Having proved the sceptics wrong over Suez, de Lesseps woefully underrated the obstacles that awaited his Compagnie Universelle du Canal Interoceanique when it tried to drive through the isthmus of Panama. As if torrential rain, snakes, insects, swamps, hellish heat, malaria and yellow fever were not formidable enough, de Lesseps had not factored in the Chagres river, which snaked across the proposed route 14 times.
He tried to dam and divert the river but in the rainy reason it proved an untameable flood. Despite raising capital by nine public subscriptions, in 1888 the Compagnie Universelle went bankrupt. The debacle was the greatest in the history of stockmarkets: $287m. had been spent, but only 11 miles of canal completed.
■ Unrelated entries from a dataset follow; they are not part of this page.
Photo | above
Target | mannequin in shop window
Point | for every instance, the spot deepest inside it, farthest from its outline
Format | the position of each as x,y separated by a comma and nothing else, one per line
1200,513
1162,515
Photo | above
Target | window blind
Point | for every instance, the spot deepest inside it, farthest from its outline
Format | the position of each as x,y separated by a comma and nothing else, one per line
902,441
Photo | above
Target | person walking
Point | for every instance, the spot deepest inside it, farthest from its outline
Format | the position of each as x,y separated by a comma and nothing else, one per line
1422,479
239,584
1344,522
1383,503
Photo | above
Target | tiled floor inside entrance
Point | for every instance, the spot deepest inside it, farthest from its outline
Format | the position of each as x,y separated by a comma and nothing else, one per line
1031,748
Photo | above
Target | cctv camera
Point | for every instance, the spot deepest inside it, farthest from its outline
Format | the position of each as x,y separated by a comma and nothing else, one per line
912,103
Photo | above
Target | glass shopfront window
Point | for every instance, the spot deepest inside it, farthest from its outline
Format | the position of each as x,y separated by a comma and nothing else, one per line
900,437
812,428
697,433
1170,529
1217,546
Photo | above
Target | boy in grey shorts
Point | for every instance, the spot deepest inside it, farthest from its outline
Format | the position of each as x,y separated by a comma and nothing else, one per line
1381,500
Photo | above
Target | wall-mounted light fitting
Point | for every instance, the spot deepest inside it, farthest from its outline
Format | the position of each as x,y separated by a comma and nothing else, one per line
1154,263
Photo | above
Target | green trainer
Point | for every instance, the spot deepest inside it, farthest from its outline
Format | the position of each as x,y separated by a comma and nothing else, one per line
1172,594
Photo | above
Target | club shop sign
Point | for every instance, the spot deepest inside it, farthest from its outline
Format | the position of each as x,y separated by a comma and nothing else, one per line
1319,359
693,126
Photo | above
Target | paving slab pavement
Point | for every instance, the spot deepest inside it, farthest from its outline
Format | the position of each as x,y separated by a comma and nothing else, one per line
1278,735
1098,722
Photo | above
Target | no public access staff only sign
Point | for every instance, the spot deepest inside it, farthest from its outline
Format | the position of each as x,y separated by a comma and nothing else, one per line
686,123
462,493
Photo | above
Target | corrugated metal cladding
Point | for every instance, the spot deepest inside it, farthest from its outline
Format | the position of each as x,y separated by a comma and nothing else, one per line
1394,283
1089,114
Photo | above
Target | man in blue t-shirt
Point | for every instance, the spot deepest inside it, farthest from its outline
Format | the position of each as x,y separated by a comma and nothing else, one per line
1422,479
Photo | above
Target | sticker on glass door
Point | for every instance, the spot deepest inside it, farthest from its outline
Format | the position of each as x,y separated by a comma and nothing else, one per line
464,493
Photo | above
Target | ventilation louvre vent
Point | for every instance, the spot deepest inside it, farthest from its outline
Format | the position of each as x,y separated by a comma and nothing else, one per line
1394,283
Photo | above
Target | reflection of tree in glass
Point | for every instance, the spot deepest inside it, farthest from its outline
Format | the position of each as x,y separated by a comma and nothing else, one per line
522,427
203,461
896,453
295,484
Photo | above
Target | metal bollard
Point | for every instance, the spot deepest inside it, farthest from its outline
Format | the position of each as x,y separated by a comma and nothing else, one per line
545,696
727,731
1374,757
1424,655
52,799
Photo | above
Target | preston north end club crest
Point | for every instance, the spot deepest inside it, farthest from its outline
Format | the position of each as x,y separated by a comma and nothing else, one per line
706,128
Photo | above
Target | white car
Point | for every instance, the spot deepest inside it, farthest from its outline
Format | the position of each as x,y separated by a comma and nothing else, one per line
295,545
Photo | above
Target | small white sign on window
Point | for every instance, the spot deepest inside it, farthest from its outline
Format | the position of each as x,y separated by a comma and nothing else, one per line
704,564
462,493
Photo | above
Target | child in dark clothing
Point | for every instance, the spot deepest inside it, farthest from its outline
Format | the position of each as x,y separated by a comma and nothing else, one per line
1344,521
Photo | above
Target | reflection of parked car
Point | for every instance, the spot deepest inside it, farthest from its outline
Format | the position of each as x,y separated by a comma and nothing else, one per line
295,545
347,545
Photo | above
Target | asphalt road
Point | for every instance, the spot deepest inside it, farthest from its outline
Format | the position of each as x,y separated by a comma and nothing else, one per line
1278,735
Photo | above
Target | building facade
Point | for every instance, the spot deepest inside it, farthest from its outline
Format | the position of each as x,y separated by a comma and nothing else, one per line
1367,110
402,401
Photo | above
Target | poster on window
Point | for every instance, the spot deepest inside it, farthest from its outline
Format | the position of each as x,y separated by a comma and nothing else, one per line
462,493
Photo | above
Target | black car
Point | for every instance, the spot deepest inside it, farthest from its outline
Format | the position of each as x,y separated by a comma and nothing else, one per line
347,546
Matthew Parker is at his best in picking over the almost incredible details of the myriad fraudsters who leeched off the company. Some 12 million francs were also distributed to journalists to plug the canal, the level of payola to politicians was incredible, and the dimensions of embezzlement by bankers astronomical.
Once he became the youngest US president at 42, Theodore Roosevelt was determined to succeed where de Lesseps had failed. He bought the construction rights, then engineered a revolution whereby the territory of Panama broke away from Colombia. Having secured rights to the canal from the infant republic for a mere $10m, Roosevelt threw the resources of his powerful nation at the problem.
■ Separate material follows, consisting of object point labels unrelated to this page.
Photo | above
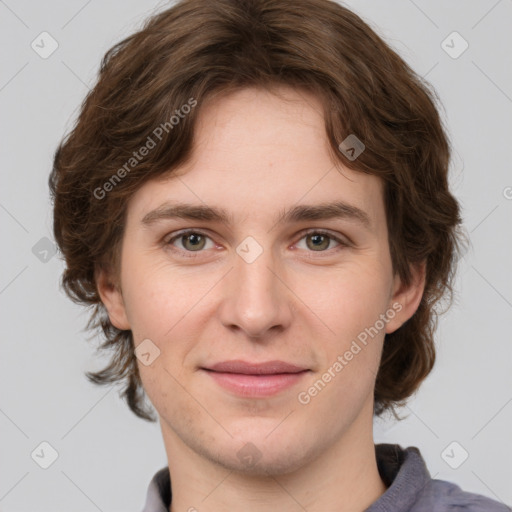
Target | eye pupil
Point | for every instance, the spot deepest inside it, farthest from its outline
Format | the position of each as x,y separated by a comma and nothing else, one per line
193,241
319,242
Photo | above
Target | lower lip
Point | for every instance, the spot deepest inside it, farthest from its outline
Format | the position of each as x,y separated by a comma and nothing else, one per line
256,385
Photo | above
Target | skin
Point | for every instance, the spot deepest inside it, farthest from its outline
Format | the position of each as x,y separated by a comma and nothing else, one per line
256,154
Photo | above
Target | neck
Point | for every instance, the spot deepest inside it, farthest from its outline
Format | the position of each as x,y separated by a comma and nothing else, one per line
343,478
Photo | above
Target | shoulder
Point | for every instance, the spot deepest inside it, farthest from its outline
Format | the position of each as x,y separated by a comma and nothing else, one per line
411,488
448,497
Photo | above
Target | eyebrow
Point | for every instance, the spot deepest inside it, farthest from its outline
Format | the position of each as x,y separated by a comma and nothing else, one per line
323,211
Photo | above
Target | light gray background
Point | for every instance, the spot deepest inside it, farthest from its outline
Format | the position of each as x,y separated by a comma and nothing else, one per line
106,456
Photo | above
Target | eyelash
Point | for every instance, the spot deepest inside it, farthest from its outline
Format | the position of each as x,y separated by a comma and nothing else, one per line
192,254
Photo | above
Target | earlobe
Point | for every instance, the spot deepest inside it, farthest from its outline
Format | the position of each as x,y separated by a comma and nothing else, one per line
406,299
112,299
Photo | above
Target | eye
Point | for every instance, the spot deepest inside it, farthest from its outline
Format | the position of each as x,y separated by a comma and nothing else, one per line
191,241
321,241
His engineers contrived a "lock and lake" canal. A series of locks would raise ships from the Atlantic side to a lake formed by the damming of the Chagres. Ships would then cross the lake and descend to the Pacific side by another series of locks.
The Americans succeeded where the French failed for a number of reasons: they had the full resources of the state; they had advanced technology unavailable 20 years earlier; and medical science had moved on, managing both to contain malaria and eliminate yellow fever. During the ten years of construction (1904-14), the Americans removed 233 million cubic yards of rock and soil.
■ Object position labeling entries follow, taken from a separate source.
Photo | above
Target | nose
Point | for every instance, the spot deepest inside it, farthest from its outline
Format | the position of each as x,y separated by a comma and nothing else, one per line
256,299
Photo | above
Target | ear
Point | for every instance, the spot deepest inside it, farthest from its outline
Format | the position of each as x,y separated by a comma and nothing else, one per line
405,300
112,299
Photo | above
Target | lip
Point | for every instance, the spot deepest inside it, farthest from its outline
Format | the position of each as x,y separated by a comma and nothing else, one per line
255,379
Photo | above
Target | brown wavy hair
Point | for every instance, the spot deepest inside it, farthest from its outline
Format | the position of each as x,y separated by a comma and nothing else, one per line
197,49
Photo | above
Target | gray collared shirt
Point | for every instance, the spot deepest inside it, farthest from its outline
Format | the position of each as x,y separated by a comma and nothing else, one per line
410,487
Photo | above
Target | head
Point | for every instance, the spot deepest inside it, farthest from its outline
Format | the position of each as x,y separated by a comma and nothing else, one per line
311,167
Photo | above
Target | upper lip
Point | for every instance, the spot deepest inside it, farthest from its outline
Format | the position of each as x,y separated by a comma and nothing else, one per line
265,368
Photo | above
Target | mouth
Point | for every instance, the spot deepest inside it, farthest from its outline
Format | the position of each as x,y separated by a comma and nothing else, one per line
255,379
Parker is excellent at the description of the notorious Culebra Cut, the concrete technology, and the successful damming of the Chagres. The canal opened to ocean-going traffic in August 1914, just as the guns began to speak in Europe. The symbolism was obvious: the Central Powers might be locked in conflict with the Triple Alliance in Europe, but the US was the rising superpower. The story is an epic one, and Parker has brilliantly done justice to every aspect of a complex episode.